Elbette canlılar için su ve içinde taşıdığı mineraller çok önemlidir. Ancak kapitalistler bu mineralleri yalnızca kendileri için kullanmakta beis görmüyor, buzullardan su taşıyorlar. Aynı kapitalistlerin Afrika’da susuzluktan ölen çocuklar umurunda bile değil. Bir tarafta bir avuç zengin suyun bile lüksünü tercih ediyor, diğer tarafta milyonlarca insan temiz içme suyuna erişemiyor. Birleşmiş Milletlerin (BM) 2022’de yayımladığı bir rapora göre 2,2 milyar insanın güvenli bir su kaynağına erişimi yok. Bunlardan 703 milyonu ise basit bir su hizmetine bile erişemiyor. UNICEF’in raporlarına göre dünya nüfusunun yaklaşık üçte ikisi olan 4 milyar insan yılın en az bir ayında su kıtlığı yaşamakta. 2030 yılına kadar yaklaşık 700 milyon insan yoğun su kıtlığı nedeniyle göç etmek zorunda kalabilir. BM verilerine göre her 9 saniyede 1 çocuk kirli sular nedeniyle yaşamını yitiriyor. Afrika’da kadınlar ve çocuklar ortalama 6 kilometre “su yolculuğu” yapıyor. Her gün evine su getirebilmek için bu yolculuğu yapmak zorunda olan kadınlar vahşi hayvan saldırısıyla karşılaşabiliyorlar.
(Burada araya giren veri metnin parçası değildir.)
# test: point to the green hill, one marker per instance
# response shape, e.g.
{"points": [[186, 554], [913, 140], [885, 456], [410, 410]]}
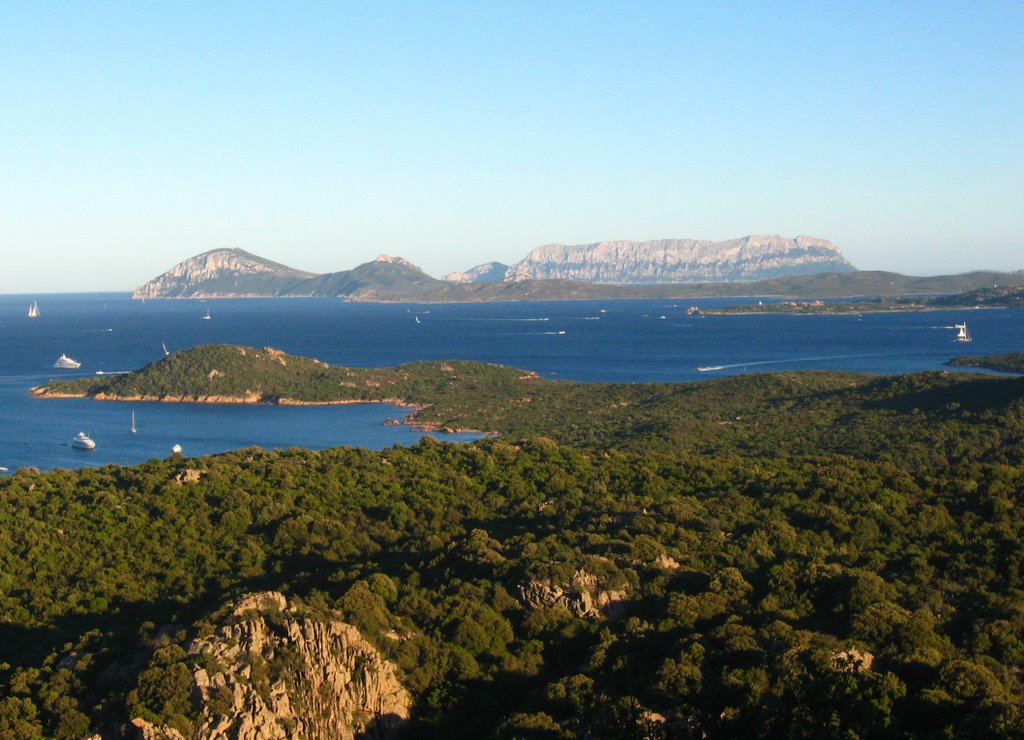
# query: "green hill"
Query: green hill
{"points": [[785, 555]]}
Tüm canlıların yaşaması için vazgeçilmez olan su; bütün biyolojik yaşamı ve bütün insan faaliyetlerinin devamını sağlar. Yeryüzünde en bol bulunan maddelerden biri ve yaşamın temelidir su. Toprakta, atmosferde, meyvelerde, sebzelerde, bütün canlı varlıklarda su vardır. Su olmasaydı yaşam olmazdı. Ancak kapitalist açgözlülük yaşamın dengesini temelden sarsıyor. Kapitalizmde egemenler her şeye kâr gözüyle bakıyor. Buna su da dâhil. Teknoloji bu kadar gelişmişken hâlâ dünyanın bazı bölgeleri sudan bile mahrum kalıyor. Kapitalizm altında insanlık her gün yok oluşa sürükleniyor. O halde birlik olup doğayı ve insanlığı kurtarmak için açgözlü kapitalizm canavarına karşı savaşmalıyız. Dünyada var olan bolluğu paylaşacağımız yeni bir düzeni kurmak bizim ellerimizde.